Hon. John P. Hale, of the Senate, wrote from Dover, N.H., under date of July 3d:—

"As I came from Washington to this place, in New York, Boston, and in steamboats and railroad cars, I heard but one expression in regard to your speech, and that was of unmingled gratification. I have heard all classes, Whigs and others, and there is no exception. Ladies particularly are in ecstasies at it. Mrs. Hale says, 'Give him my thanks for his speech.' The feeling of gratification at your speech is so great, that people do not think, much less speak, of the Billingsgate by which you were assailed."

Hon. Henry Wilson thus expressed his feelings in a letter from Boston:—

"I write to say to you that you have given the heaviest blow you ever struck to the slaveholding oligarchy. All our friends are delighted, and men, who, even up to this hour have withheld all words of commendation, are proud of your speech, and loud in their commendations."

John A. Andrew, Esq., wrote:—

"Your recent rencontre with the wild beasts of Ephesus has been a brilliant success. I have regarded that debate with pride and gratification. I am glad it has occurred for many reasons, private and personal, as well as public and universal. And I have heard no person refer to it but in terms the most gratifying to my friendship for you, and my interest in the controversy itself. I think our friends here are in good spirits and full of hope.

"How do those people treat you now, since they have come to close quarters with you? I hope you will spare not. You had ample occasion, and now I hope you will keep up the war aggressively; never fail to attack them, in the right way, whenever they deserve it. The insolence of the presumption to stand between a man and his own conscientious interpretation of the Constitution, especially when they defiantly and every day dare everybody to tread on their coat-tails, at the price of treason and rebellion, under the name of 'disunion,' is utterly unbearable.

"I only wish they would expel you, and Chase, and Gillette,—all three."

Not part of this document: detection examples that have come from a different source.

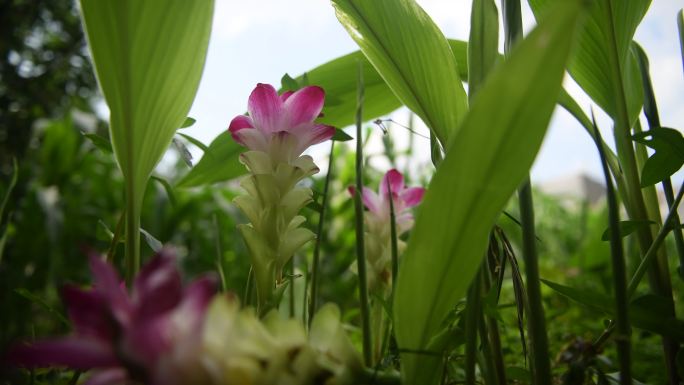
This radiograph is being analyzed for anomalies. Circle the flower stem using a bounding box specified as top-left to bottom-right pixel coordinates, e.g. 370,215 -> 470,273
309,140 -> 335,327
600,0 -> 679,384
125,178 -> 140,284
354,62 -> 372,366
502,0 -> 552,385
465,272 -> 481,385
594,112 -> 632,385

Wendell Phillips was most earnest, as follows:—

"The storm of letters of congratulation is perhaps lulled a little by this time, and you'll have a moment's leisure to receive the admiring thanks of an old friend. Amid so much that was sad and dark at home, it has been delightful to sun one's self now and then in the glad noon of hope at Washington. The whole State is very proud of you just now. If your six years were out this next winter, I think you'd be run in again without a competitor, and by a vote of all parties.

"All your late efforts have been grand: see the benefit of being insulted. Your last richly merited the claim you made of being thorough. I liked and entirely approved the self-respect with which you put your own opinion side by side with the Virginian's and left it. You claimed not a tittle too much, and he deserved just that sort of treatment.

"If, amid such universal congratulation, it be any joy to you to hear my amen, be assured it is most heartily shouted."